Results:Serum ALT, AST, and TBil levels in the CCl4+G-Rg1 group were significantly reduced compared with those in the CCl4 group (ALT: 691.30 ± 108.06 U/L vs 980.66 ± 110.29 U/L, F = 365.07, P < 0.05; AST: 195.40 ± 15.41 U/L vs 319.44 ± 89.32 U/L, F = 115.64, P < 0.05; TBil: 1.09 ± 0.11 mg/dl vs 1.56 ± 0.12 mg/dl, F = 211.29, P < 0.05). The relative mRNA expression of GRP78 and CHOP was significantly lower in the CCl4 + G-Rg1 group than in the CCl4 group (P < 0.05). The relative protein expression of caspase3, GRP78, caspase12, and CHOP was significantly reduced to different extents in the CCl4+G-Rg1 group compared with those in the CCl4 group (P < 0.05). The CCl4 + G-Rg1 group showed reduced liver tissue degeneration and necrosis compared with the CCl4 group. Furthermore, the CCl4+G-Rg1 group showed significantly fewer brown granules in the liver than the CCl4 group (P < 0.05), indicating that G-Rg1 preventive treatment reduced CCl4-induced hepatocyte apoptosis.

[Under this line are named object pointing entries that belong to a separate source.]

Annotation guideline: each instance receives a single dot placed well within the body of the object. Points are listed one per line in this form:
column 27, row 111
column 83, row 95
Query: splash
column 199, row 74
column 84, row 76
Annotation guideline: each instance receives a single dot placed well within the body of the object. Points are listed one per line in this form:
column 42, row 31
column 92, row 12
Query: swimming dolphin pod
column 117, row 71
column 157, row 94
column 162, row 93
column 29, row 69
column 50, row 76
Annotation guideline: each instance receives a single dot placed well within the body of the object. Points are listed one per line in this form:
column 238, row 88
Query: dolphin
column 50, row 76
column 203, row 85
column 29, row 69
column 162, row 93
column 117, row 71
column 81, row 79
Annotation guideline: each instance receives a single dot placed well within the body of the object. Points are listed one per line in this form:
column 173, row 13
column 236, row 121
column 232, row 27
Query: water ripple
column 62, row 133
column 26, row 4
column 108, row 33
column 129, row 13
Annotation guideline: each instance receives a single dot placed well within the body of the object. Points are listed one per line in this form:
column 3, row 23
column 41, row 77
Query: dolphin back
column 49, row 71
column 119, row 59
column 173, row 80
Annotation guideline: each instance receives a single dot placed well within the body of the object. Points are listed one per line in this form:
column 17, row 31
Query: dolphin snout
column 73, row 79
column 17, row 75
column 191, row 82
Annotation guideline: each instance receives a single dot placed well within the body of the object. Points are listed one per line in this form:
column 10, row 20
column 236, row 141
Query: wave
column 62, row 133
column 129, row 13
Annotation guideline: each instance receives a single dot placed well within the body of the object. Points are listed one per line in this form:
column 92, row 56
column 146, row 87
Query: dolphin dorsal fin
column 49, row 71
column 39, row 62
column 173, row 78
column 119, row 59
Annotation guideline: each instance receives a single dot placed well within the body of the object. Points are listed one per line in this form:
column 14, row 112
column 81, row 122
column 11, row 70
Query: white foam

Conclusion:G-Rg1 prophylaxis can inhibit inflammation and reduce hepatocyte necrosis and apoptosis during CCl4-induced ALF. Its mechanism may involve the suppression of endoplasmic reticulum stress-related signaling molecules to alleviate hepatocyte endoplasmic reticulum stress and apoptosis. The results of this study suggest that G-Rg1 may inhibit liver inflammation and hepatocyte apoptosis through multiple targets to protect liver function.